Assuming you don't know calculus, then you need to know that the shape of the maximum area of a rectangle is a square. Another way of saying that, is the width of the shape that produces the maximum area of a rectangle is equal to one fourth of the perimeter.

The problem says that one of the lengths is the side of the barn so no fencing is required on that side. Therefore you will have two widths and one length of fencing that add up to 200 feet.

One fourth of the perimeter = 50

The other width also equals 50. So the length of fencing = 200 - 50 - 50 = 100

So the area = 50 x 100 = 5000 square feet.

To convince yourself that this is the correct answer, you can add or subtract one foot from the width and come up with the appropriate length and multiply them and you'll find you get an area that is slightly less than 5000.

A picture could look like this:

The perimeter of the fence must be < 200 feet because that's all he has and it makes sense that if he wants to maximize the area, he would want to use all of the fencing available, so P = 200. P also equals 2W + L so 2W + L = 200

Since area is defined as L•W and we want to maximize that area, then we will want to consider the graph of the area as a function of either length or width and find the largest area available considering the constraint of a 200 foot perimeter.

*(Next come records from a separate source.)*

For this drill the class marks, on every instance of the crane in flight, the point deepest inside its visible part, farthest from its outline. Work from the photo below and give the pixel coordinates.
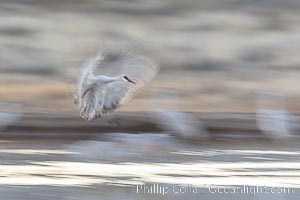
(98, 95)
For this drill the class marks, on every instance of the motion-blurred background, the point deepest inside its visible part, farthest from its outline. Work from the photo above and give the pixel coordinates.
(229, 69)
(215, 54)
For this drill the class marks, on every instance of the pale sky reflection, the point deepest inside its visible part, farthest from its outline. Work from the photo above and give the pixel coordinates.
(281, 174)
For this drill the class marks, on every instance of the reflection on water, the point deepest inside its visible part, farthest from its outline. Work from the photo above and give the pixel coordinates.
(57, 165)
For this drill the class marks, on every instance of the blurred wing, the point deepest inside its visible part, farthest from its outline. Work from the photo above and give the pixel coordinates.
(139, 69)
(86, 74)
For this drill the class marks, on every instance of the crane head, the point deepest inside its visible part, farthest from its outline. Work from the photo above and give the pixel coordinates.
(125, 78)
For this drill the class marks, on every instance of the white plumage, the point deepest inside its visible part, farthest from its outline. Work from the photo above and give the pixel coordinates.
(98, 95)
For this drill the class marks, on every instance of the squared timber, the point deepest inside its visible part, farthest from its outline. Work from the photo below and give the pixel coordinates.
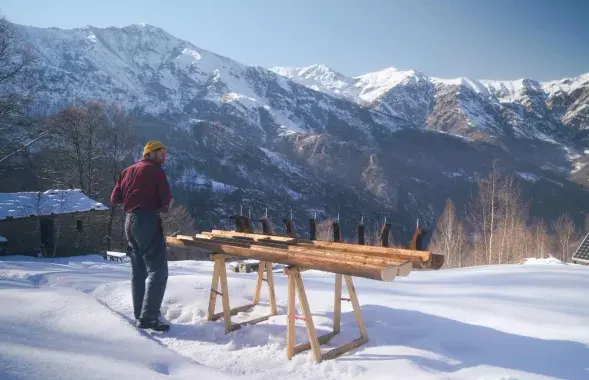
(295, 285)
(220, 275)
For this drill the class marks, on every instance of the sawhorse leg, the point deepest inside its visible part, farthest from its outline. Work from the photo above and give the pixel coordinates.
(220, 275)
(295, 285)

So, since 2W + L = 200, we can say L = 200 - 2W and we can plug "200 - 2W" in for "L" in our A = L•W equation.

A = L•W

A = (200 - 2W)W

A = -2W² + 200W

This is a quadratic equation that graphs as an inverted parabola (with a maximum at the vertex). So we want to find that maximum. The vertex of a parabola is found using -b/2a so W_VERTEX = -200/[(2)(-2)] = 50

If W = 50, then we can plug that into L = 200 - 2W to find L

L = 200 - 2(50) = 100

So the dimensions are 50 x 100 and that yields 5000 sq ft.

Just for grins, let's pick a width of 40 feet just to see what the area would be. L = 200 - 2(40) = 120 so the area would be 40•120 = 4800 sq ft. This supports our solution that the max is 5000 sq ft.